Hello, today we’re going to talk about the theory of numerical method parallelization for scalable high-performance computing simulation, using a simple computational fluid dynamics case. Did your eyes just gloss over reading that? Well, don’t worry! This is a practical discussion intended for users to find real-world benefits to speed up their computations, not some deep dive into mathematics, and I’ll even bring along a few analogies to help it all make sense.

First, the background and some definitions.

“Numerical methods” is a broad term for the field of mathematics by which the solutions to equations are found through developing algorithms and offloading the extensive calculations to computers. It turns out, certain mathematical equations are just simply too complex for humans to solve by hand, so we instead develop a roadmap of repetitive calculations for a computer to follow, and the computer then executes them many billions of times until the solution is obtained. A particular subset of these routines is called “iterative”. For these types of methods, a computer is instructed to “iterate” (or take incremental steps) as it “converges” toward (or slowly approaches) the solution. Since that solution is not typically known ahead of time (or why would we be doing the analysis?), a layman’s description of this could be “guess and check” – we start with a guess and some mechanism to judge error, and then methodically reduce the error in subsequent guesses until we determine the guesses are close enough.

By and large, most of the tools of simulation follow similar iterative approaches. The example we’re discussing today, that of Computational Fluid Dynamics, or CFD, is certainly one of the most widely known versions and if you’re reading this blog, I assume you’re familiar with the field. Here, we solve a series of equations, known as the Navier-Stokes equations through iterative methods. I won’t go into the mathematics here (I promised I wouldn’t), but the gist of it is this: **they depict the motion and physical properties of fluid when the user gives given boundary conditions and geometry of a physical problem to solve.**

The reason I’m reminding you of those equations for this discussion is that they are considered “highly coupled”, which means they must be solved simultaneously. You can’t know the density somewhere without knowing the pressure and temperature. You can’t know the pressure and temperature without knowing the velocity and streamline history, and you can’t determine that velocity field information without knowing the pressure field information, which relies on momentum (a product of density and velocity) and viscous forces (also a function of velocity gradients). Furthermore, the solution in one geometric space changes the result in other geometric spaces nearby, so you can’t parcel out the geometry and solve each portion independently.

All of this is what causes the field of parallel distribution to be so interesting. Let’s introduce one of those analogies here:

Imagine an exam given to middle school students learning multiplication.

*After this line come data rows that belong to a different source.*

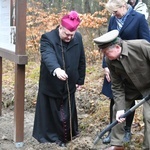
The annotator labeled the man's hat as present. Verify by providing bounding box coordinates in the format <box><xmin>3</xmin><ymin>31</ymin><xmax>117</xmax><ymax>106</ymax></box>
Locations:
<box><xmin>61</xmin><ymin>11</ymin><xmax>81</xmax><ymax>32</ymax></box>
<box><xmin>94</xmin><ymin>30</ymin><xmax>119</xmax><ymax>49</ymax></box>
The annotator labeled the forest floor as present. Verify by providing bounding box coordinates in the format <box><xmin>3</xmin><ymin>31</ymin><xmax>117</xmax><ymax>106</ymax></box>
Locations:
<box><xmin>0</xmin><ymin>61</ymin><xmax>144</xmax><ymax>150</ymax></box>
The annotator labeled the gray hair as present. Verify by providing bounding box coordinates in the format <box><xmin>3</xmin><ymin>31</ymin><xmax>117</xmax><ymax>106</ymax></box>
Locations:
<box><xmin>105</xmin><ymin>0</ymin><xmax>128</xmax><ymax>13</ymax></box>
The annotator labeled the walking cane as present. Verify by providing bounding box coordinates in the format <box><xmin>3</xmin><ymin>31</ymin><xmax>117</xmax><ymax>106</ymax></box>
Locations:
<box><xmin>94</xmin><ymin>95</ymin><xmax>150</xmax><ymax>145</ymax></box>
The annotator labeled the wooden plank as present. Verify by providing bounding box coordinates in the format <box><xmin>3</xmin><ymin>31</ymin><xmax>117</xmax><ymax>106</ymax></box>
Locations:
<box><xmin>0</xmin><ymin>57</ymin><xmax>2</xmax><ymax>116</ymax></box>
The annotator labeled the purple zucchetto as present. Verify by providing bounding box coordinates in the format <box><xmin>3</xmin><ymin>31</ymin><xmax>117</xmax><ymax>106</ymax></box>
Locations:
<box><xmin>61</xmin><ymin>11</ymin><xmax>81</xmax><ymax>32</ymax></box>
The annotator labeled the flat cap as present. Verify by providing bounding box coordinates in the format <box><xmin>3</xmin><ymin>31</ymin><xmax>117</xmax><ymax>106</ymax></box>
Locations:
<box><xmin>94</xmin><ymin>30</ymin><xmax>119</xmax><ymax>49</ymax></box>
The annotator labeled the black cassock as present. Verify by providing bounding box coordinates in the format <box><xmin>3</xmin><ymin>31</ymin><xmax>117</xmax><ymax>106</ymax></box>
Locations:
<box><xmin>33</xmin><ymin>92</ymin><xmax>78</xmax><ymax>143</ymax></box>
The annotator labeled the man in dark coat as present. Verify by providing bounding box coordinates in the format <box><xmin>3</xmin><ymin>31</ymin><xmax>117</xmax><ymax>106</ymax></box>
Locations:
<box><xmin>94</xmin><ymin>30</ymin><xmax>150</xmax><ymax>150</ymax></box>
<box><xmin>102</xmin><ymin>0</ymin><xmax>150</xmax><ymax>143</ymax></box>
<box><xmin>33</xmin><ymin>11</ymin><xmax>86</xmax><ymax>146</ymax></box>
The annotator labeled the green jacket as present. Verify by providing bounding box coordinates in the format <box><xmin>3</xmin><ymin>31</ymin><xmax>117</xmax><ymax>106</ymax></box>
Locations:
<box><xmin>106</xmin><ymin>40</ymin><xmax>150</xmax><ymax>110</ymax></box>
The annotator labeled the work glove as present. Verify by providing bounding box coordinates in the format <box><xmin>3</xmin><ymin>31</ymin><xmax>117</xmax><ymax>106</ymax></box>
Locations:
<box><xmin>54</xmin><ymin>68</ymin><xmax>68</xmax><ymax>81</ymax></box>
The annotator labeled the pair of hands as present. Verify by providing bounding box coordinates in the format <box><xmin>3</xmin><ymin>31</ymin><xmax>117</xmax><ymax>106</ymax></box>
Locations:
<box><xmin>54</xmin><ymin>68</ymin><xmax>82</xmax><ymax>90</ymax></box>
<box><xmin>104</xmin><ymin>67</ymin><xmax>125</xmax><ymax>123</ymax></box>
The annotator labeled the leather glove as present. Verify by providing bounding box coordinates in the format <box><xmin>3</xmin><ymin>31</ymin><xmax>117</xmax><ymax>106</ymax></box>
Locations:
<box><xmin>54</xmin><ymin>68</ymin><xmax>68</xmax><ymax>80</ymax></box>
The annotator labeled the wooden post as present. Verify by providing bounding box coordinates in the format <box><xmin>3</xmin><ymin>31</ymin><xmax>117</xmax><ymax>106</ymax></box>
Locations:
<box><xmin>0</xmin><ymin>57</ymin><xmax>2</xmax><ymax>116</ymax></box>
<box><xmin>14</xmin><ymin>0</ymin><xmax>26</xmax><ymax>147</ymax></box>
<box><xmin>0</xmin><ymin>0</ymin><xmax>27</xmax><ymax>147</ymax></box>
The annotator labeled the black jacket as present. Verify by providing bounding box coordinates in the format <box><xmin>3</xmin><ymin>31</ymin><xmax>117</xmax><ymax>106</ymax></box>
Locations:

The exam has 60 questions on it – each one a simple product of two numbers (3*2=6, 5*7=35, etc.). Say the teacher gives the test to a student and records their time to completion. Each student would differ, certainly, but let’s assume this exam takes an average of 4 minutes (or 4 seconds per problem) for the students in this class. This type of computational method would be called “serial”, meaning each equation is solved sequentially until the exam is completed. Now, let’s instead assume there are 30 students in the classroom and the teacher changes the assignment, now giving each student 2 of the questions to solve. This would be called a “parallel” method of computation. The time savings would be hugely significant, resulting in the entire class finishing in the time it takes the slowest student to complete their 2 questions (say 12 seconds). Since there were 30 times as many minds being devoted to the problem, and the solution time was cut by a factor of 20 (12 seconds/4 minutes), we could say that the “parallel efficiency” was 20/30 or 66.7%. The reason why it isn’t 100% was that every student did not have an identical time to completion and therefore was not given an appropriate balance of tasks. In the field of numerical methods, this is called “load balancing” and is a huge field.

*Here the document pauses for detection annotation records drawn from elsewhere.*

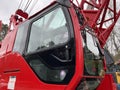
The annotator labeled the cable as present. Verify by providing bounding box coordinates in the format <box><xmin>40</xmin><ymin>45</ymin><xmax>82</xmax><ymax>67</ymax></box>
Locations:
<box><xmin>28</xmin><ymin>0</ymin><xmax>38</xmax><ymax>14</ymax></box>
<box><xmin>18</xmin><ymin>0</ymin><xmax>23</xmax><ymax>9</ymax></box>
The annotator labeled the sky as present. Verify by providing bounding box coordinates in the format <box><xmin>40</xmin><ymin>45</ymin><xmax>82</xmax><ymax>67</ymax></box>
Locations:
<box><xmin>0</xmin><ymin>0</ymin><xmax>53</xmax><ymax>24</ymax></box>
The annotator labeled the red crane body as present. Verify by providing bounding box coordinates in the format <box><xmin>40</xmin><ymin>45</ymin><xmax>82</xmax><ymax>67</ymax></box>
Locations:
<box><xmin>0</xmin><ymin>0</ymin><xmax>120</xmax><ymax>90</ymax></box>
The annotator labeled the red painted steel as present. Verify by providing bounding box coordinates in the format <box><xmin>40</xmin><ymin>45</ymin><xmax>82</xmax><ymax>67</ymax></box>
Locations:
<box><xmin>0</xmin><ymin>0</ymin><xmax>120</xmax><ymax>90</ymax></box>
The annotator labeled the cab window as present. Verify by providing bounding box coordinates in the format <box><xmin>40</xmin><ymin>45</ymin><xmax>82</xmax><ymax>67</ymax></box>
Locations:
<box><xmin>25</xmin><ymin>7</ymin><xmax>75</xmax><ymax>84</ymax></box>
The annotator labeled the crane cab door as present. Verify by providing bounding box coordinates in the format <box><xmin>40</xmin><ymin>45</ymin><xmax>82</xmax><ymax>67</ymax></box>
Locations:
<box><xmin>14</xmin><ymin>3</ymin><xmax>75</xmax><ymax>90</ymax></box>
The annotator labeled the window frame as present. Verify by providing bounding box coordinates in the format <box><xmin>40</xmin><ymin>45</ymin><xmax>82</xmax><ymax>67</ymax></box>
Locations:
<box><xmin>24</xmin><ymin>3</ymin><xmax>74</xmax><ymax>56</ymax></box>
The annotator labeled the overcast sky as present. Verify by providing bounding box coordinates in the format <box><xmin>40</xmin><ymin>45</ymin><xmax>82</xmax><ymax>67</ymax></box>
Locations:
<box><xmin>0</xmin><ymin>0</ymin><xmax>53</xmax><ymax>24</ymax></box>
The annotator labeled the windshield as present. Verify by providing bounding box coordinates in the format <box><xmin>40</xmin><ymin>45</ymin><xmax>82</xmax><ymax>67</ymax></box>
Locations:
<box><xmin>82</xmin><ymin>28</ymin><xmax>103</xmax><ymax>76</ymax></box>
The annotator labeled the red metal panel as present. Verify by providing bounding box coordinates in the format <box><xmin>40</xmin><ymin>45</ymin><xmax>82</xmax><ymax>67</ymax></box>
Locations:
<box><xmin>97</xmin><ymin>74</ymin><xmax>117</xmax><ymax>90</ymax></box>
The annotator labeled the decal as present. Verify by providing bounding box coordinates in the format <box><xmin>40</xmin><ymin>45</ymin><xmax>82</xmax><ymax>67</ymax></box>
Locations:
<box><xmin>7</xmin><ymin>76</ymin><xmax>16</xmax><ymax>90</ymax></box>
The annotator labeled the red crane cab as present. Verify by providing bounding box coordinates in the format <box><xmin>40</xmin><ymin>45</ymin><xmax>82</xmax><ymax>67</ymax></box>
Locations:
<box><xmin>0</xmin><ymin>0</ymin><xmax>117</xmax><ymax>90</ymax></box>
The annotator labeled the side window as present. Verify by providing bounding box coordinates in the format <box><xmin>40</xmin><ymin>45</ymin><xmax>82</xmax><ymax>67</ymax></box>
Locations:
<box><xmin>27</xmin><ymin>8</ymin><xmax>68</xmax><ymax>53</ymax></box>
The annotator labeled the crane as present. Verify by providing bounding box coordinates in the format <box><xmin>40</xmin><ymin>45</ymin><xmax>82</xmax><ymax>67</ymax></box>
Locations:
<box><xmin>0</xmin><ymin>0</ymin><xmax>120</xmax><ymax>90</ymax></box>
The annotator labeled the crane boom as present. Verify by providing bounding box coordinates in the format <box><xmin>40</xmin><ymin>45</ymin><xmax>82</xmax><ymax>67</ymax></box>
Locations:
<box><xmin>72</xmin><ymin>0</ymin><xmax>120</xmax><ymax>47</ymax></box>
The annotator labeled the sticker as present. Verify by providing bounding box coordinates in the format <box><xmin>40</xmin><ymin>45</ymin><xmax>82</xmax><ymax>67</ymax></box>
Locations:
<box><xmin>7</xmin><ymin>76</ymin><xmax>16</xmax><ymax>90</ymax></box>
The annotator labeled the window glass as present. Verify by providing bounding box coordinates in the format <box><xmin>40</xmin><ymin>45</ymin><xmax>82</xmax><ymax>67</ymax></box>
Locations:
<box><xmin>27</xmin><ymin>8</ymin><xmax>68</xmax><ymax>53</ymax></box>
<box><xmin>13</xmin><ymin>22</ymin><xmax>28</xmax><ymax>54</ymax></box>
<box><xmin>25</xmin><ymin>7</ymin><xmax>75</xmax><ymax>84</ymax></box>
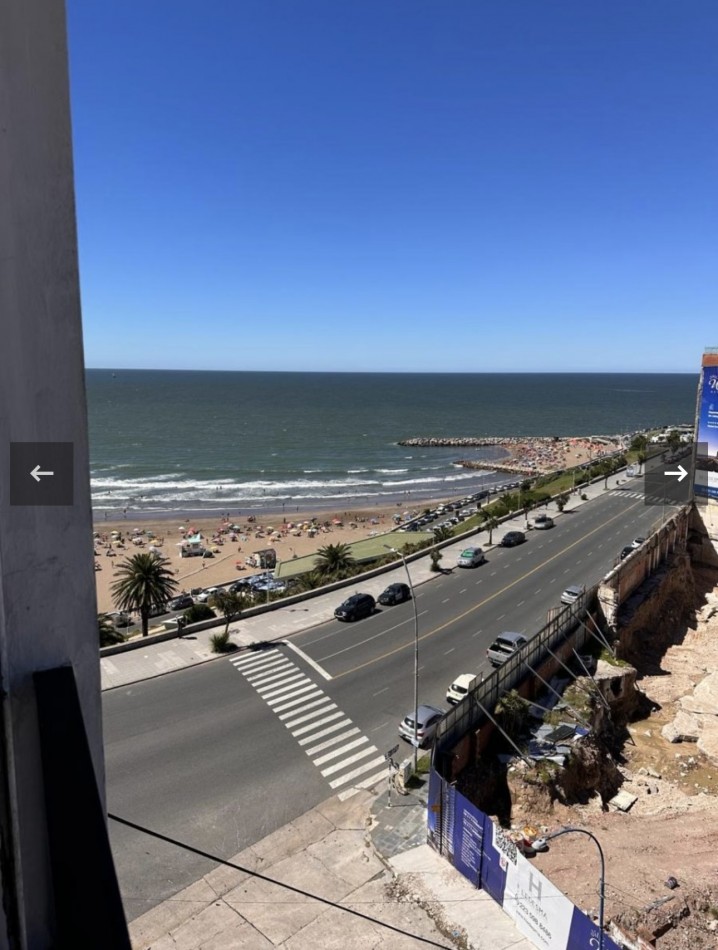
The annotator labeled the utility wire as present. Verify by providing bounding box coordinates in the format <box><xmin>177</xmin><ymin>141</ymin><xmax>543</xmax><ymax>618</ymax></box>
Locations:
<box><xmin>107</xmin><ymin>813</ymin><xmax>454</xmax><ymax>950</ymax></box>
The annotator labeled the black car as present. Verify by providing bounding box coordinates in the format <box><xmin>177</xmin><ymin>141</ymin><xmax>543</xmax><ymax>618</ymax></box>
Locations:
<box><xmin>334</xmin><ymin>594</ymin><xmax>376</xmax><ymax>621</ymax></box>
<box><xmin>379</xmin><ymin>584</ymin><xmax>411</xmax><ymax>607</ymax></box>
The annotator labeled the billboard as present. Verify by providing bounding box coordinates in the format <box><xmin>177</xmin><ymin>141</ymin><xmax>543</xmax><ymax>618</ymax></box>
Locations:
<box><xmin>693</xmin><ymin>356</ymin><xmax>718</xmax><ymax>501</ymax></box>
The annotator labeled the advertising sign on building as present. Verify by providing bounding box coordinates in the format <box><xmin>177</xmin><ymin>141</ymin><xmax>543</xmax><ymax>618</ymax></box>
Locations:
<box><xmin>694</xmin><ymin>355</ymin><xmax>718</xmax><ymax>502</ymax></box>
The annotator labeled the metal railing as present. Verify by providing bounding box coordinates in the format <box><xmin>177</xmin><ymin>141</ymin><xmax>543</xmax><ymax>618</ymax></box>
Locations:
<box><xmin>434</xmin><ymin>585</ymin><xmax>598</xmax><ymax>753</ymax></box>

Now let’s introduce a new concept. Let’s say the students are arranged in a circle, and instead of both questions given to the student being independent, let’s say the second question each student was given relied on the answer to the first question of the person sitting to their left. Something like:

Student #4 -

1) 5*3 = __

2) 4*x = __ where x is the solution to question 1 from Student #3

Therefore, at the completion of question #1, every student is required to share their answer with the person to their right, while receiving the answer from the person on their left. They can then carry out solving question #2. Remember when I mentioned how in fluid dynamics the solution to one location relies heavily on the solution to the other nearby locations?

This communication time certainly would impact the overall solution time, resulting in a further reduction in parallel efficiency. If those students were very quick to communicate, this could maybe only reduce it to 50% (a total exam time of 16 seconds), but it’s far more likely the students’ communication time would drop that number to 20% (a total exam time of 40 seconds).

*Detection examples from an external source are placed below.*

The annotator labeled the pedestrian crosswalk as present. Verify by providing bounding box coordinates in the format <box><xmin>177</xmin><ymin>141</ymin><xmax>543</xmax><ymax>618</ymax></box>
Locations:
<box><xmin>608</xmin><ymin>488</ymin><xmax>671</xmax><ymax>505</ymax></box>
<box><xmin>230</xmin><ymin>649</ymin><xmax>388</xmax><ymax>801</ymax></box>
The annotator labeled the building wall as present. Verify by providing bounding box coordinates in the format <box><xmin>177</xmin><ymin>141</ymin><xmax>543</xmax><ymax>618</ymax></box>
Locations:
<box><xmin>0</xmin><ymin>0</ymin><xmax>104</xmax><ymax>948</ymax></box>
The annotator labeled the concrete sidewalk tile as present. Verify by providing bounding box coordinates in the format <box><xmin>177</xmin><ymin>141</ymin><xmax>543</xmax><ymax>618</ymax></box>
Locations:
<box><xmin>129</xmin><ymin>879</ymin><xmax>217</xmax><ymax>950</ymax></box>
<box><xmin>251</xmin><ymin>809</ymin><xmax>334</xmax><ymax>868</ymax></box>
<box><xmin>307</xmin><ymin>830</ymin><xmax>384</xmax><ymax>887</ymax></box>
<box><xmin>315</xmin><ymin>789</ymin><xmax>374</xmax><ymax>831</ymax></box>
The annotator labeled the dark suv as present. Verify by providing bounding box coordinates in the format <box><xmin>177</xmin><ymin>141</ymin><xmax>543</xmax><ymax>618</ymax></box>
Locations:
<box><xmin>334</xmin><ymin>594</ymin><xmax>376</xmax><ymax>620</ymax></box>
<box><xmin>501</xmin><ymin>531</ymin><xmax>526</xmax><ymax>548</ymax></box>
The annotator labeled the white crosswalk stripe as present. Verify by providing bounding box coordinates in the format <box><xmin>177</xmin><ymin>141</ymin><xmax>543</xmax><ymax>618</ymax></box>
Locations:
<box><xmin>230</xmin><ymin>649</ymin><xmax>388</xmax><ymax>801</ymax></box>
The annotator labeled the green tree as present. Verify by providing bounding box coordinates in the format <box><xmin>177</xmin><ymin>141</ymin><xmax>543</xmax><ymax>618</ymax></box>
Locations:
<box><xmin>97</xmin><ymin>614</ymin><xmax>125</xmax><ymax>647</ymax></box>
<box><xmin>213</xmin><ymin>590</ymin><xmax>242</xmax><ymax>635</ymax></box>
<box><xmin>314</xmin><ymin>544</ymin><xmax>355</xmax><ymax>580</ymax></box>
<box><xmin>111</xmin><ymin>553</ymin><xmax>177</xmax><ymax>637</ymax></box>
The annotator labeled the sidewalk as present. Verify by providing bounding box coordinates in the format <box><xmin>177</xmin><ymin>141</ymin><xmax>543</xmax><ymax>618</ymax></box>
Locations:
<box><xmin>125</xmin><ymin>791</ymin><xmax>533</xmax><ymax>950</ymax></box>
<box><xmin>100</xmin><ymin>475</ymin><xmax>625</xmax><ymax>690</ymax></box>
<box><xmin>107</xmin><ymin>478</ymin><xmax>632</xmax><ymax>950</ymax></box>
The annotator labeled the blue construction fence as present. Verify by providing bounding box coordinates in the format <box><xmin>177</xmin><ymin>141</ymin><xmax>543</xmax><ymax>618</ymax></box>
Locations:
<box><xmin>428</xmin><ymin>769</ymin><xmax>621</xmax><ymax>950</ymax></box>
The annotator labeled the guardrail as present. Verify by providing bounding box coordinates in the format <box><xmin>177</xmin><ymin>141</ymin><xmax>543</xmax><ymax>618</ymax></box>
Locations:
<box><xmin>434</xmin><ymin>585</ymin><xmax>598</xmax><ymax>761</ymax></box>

So now you can see how two major factors influence the efficiency of parallel scalability

1) Load balancing to ensure each task is completed in as close to equal time as possible.

2) Communication speed, to ensure no process is sitting idle waiting for information to be conveyed.

These exact same concepts apply directly to computational parallelization. The students in this analogy are computer cores, and the communication is done through memory channels. And the types of problems being solved can motivate very different architectures. Graphics processing, for instance, which typically does not require much coupling to other core processes (i.e., the rendering of one section of the screen doesn’t typically require another part of the screen to be rendered first) can be done on hugely parallel arrays, which is why modern graphics cards have several thousand compute cores. Think of this as a class of 1000 kids each independently doing 1 question on a 1000 question exam. Other types of computations though, such as those found in CFD, require a significant amount of communication, so, therefore, can be quite slow in such highly parallel environments as each core is bogged down waiting for others to convey the information needed to proceed.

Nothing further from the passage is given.